Taken together, the variability and widespread use of IDRs in Rho suggest that LLPS formation would occur in a majority of bacterial species. Given the diversity of needs and environments of the considered bacteria and lacking further experimental work on the IDRs of other species, we hypothesise that the function of IDRs in Rho is not necessarily to react to starvation but more generally to synchronise Rho proteins activity to different environmental cues. The different types of compositional bias that we found are incredibly rich, and their conservation at certain taxonomic levels probably reflects a different functional tuning of Rho at each of them. These differences could be related to different evolutionary pressure. In our wide analysis of IDRs in Rho (Fig. 1b), we did not find a particular association with bacterial structural properties or pathogenicity. But, when looking at the distribution of Rho proteins in bacteria, D’Heygere et al.2 noted that species lacking Rho have smaller genomes, which is an indication of bacteria with parasitic or symbiotic lifestyle living in stable conditions. They interpreted this as an indication that selective pressure for Rho functionality might be related to bacteria living in a complex ecosystem and needing to adapt to environmental changes. Since the inclusion of an IDR in Rho expands its functionality, we would expect that similar evolutionary pressure also drives this. These analyses support the notion that Krypotou et al. has revealed a role of disordered regions in enriching the regulatory and environmental sensing abilities of a conserved protein; this function is widespread and is based on an array of IDRs with a staggering variation in lengths and composition, uncovering a universe of functional possibilities for IDRs in just this one protein family.

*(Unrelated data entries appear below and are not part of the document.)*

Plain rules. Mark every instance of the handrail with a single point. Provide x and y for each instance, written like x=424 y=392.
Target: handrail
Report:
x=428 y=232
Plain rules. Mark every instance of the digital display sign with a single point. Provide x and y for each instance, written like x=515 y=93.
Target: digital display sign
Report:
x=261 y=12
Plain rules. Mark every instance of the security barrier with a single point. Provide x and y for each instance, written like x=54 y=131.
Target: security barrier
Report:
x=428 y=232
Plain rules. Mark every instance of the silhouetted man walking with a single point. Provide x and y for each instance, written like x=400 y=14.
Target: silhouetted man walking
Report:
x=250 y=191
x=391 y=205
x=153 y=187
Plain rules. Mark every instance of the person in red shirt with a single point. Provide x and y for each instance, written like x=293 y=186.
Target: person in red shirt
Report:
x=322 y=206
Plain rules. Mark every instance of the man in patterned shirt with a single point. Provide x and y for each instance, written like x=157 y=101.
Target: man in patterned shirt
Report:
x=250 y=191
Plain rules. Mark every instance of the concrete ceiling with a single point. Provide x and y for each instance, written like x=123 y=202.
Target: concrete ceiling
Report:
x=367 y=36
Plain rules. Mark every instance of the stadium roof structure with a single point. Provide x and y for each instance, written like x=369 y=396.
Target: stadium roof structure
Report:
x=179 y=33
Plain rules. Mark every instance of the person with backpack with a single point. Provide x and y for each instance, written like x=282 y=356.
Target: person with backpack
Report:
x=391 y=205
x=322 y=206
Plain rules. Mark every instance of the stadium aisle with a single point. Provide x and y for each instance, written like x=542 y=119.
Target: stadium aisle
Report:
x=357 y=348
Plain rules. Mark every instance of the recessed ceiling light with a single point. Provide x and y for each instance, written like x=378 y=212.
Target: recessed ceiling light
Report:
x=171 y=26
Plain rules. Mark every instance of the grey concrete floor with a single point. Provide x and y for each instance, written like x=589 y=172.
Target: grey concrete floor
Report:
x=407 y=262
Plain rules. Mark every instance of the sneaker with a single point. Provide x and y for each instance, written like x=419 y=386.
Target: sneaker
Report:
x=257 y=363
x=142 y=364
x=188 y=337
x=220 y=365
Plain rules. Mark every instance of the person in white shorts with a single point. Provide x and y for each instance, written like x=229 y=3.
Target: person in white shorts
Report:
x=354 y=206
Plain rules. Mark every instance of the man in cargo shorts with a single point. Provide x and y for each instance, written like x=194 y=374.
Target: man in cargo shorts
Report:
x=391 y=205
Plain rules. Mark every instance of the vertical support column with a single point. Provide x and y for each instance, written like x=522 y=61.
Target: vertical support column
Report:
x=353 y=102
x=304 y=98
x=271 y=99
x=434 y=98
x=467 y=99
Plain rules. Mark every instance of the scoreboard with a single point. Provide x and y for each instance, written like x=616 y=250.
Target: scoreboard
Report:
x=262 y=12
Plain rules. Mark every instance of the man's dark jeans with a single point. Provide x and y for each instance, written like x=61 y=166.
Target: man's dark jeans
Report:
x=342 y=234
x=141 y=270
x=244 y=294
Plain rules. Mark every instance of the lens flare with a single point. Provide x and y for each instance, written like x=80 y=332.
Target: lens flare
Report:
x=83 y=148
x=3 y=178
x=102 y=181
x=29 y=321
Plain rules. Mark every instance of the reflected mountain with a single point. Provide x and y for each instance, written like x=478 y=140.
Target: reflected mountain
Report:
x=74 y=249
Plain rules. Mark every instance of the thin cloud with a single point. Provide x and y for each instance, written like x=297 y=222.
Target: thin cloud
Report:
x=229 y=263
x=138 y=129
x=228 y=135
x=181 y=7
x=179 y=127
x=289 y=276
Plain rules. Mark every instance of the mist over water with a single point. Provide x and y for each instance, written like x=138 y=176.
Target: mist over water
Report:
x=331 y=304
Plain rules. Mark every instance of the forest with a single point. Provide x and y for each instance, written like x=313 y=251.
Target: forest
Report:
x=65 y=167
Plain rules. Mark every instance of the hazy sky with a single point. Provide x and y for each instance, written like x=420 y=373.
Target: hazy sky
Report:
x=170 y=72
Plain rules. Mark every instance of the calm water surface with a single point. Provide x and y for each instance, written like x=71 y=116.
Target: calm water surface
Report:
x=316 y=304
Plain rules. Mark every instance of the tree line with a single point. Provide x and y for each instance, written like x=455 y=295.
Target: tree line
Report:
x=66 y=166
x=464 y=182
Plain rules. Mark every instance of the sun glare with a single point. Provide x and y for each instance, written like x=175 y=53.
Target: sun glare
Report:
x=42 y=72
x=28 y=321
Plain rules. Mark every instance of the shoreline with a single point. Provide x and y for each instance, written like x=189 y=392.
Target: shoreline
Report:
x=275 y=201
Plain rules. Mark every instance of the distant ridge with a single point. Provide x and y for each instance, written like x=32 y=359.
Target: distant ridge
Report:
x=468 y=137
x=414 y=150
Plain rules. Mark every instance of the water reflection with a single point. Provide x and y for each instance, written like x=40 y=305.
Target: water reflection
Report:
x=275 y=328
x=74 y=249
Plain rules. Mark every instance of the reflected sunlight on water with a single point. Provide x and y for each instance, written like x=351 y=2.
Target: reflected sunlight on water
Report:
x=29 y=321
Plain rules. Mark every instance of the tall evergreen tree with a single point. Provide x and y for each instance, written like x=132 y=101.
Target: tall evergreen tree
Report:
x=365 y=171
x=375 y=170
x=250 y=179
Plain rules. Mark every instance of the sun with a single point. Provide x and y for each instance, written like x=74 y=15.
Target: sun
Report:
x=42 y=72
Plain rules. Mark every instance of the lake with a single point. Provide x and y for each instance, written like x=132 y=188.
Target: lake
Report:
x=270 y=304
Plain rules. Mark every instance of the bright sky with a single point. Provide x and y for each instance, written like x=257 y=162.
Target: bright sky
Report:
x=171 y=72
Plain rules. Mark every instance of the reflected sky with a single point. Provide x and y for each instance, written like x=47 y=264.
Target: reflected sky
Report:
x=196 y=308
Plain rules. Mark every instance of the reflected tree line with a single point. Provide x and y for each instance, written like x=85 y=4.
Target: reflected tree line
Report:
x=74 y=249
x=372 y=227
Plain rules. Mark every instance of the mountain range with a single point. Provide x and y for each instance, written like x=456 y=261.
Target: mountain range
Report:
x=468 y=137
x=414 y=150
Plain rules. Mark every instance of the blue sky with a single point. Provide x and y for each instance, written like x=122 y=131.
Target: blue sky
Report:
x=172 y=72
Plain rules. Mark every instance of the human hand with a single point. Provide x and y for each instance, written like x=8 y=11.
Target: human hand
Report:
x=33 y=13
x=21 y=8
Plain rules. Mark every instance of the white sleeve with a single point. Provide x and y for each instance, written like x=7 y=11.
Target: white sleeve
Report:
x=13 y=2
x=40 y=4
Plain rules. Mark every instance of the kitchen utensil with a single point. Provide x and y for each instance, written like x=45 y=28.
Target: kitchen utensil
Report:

Establishing the correspondence between sequence composition variations and function in compositionally biased regions of IDRs is a challenge ahead. We expect that the work of Krypotou et al. will inspire further research providing increasing support for the function of IDRs and their compositionally biased regions for RNA binding proteins, with IDRs in particular, but also in general for other proteins bearing IDRs that could be generating complex hubs for regulatory interactions in many different contexts. This should facilitate the characterisation of the elusive IDR functionality, advancing our knowledge of protein function.